Kurz nach dem Ende der dritten Woche war eigentlich ein zweitägiger Strongman-Wettkampf geplant gewesen, den ich aufgrund einer "Blöd-Aktion" absagen musste. Ihr kennt solche Aktionen: Man weiß, dass man es eigentlich besser lassen sollte und macht es dennoch.. ..und dann geht es auch noch schief. Jedenfalls hatte ich mir so den Nacken ungewollt lädiert, so dass ich nicht 100% fit war und auch mental damit nicht voll bei der Sache. Das Ende der Geschichte waren ein paar ungeplant eingelegte trainingsfreie Tage, was eine ziemlich Qual ist, wenn man tägliches Training gewöhnt ist.
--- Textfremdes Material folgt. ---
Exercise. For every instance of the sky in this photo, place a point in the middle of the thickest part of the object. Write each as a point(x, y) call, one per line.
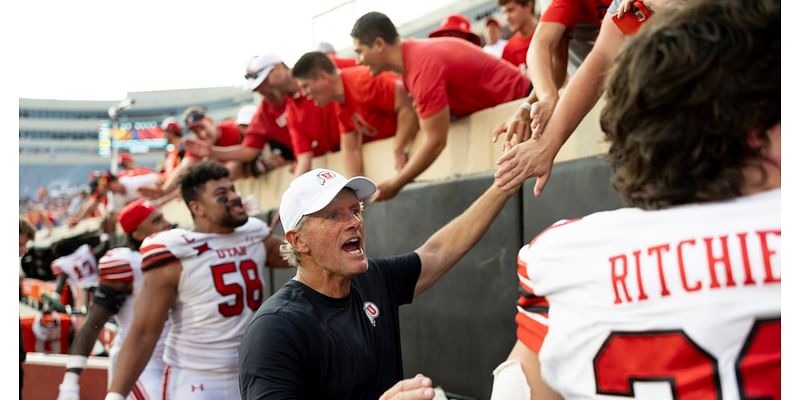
point(100, 50)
Nichtsdestotrotz hatte dies wohl den Vorteil, dass am Ende niemand das Argument vorschieben könnte, dass ich in einer Overreaching-Phase wäre und mein Körper damit gar keine Möglichkeit gehabt hätte an Gewicht oder Leistung zuzulegen. Das tat er nämlich erneut nicht. Das Gewicht stieg zwar ein wenig im Vergleich zu den zwei Vorwochen an, doch dies war wohl eher einer erhöhten Kohlenhydratzufuhr zu verdanken, als dem Fischöl. Entsprechend gab es dazu auch keine Formverbesserung und auch sonstige erhoffte Vorteile blieben wie auch bisher aus und ich konnte nur noch die letzten sieben Tage meines 4-wöchigen Experiments abwarten.

Abschlussresumee nach 4 Wochen

Ich hatte nicht viel erwartet, von daher konnte ich nicht enttäuscht werden. Allerdings wurde die Aussage "Anyone who wants to put on muscle and lose fat should be on 30-45 grams of fish oil per day." von Charles Poliquin in keiner Weise bestätigt.

Die Umfänge blieben allesamt im Rahmen von möglichen Messfehlern. Am Bein und Bauch nahm ich etwas zu, was jedoch beides nicht weiter schlimm war: Zum Einen, weil ich seit Jahren bereits auf Jeans der Firma GASP schwöre, und zum Anderen, weil ich mit meiner Freundin einen Deal laufen hab, dass einer von uns beiden in der Beziehung dick werden darf, während der andere heiß und schlank bleiben muss. Was soll ich sagen? First come, first serve!

An den Unterarmen dagegen nahm ich sogar ein wenig ab, diese Veränderung führe ich jedoch weniger darauf zurück, dass ich es am Abend vor der ersten Messung mit der schwedischen Penispumpe übertrieben hatte, sondern es wird vermutlich einfach nur ein Mix aus kleineren Messfehlern und simpler Tagesform gewesen sein.

Ich trinke ab heute dann wieder deutlich kleinere Portionen Fischöl. Prost!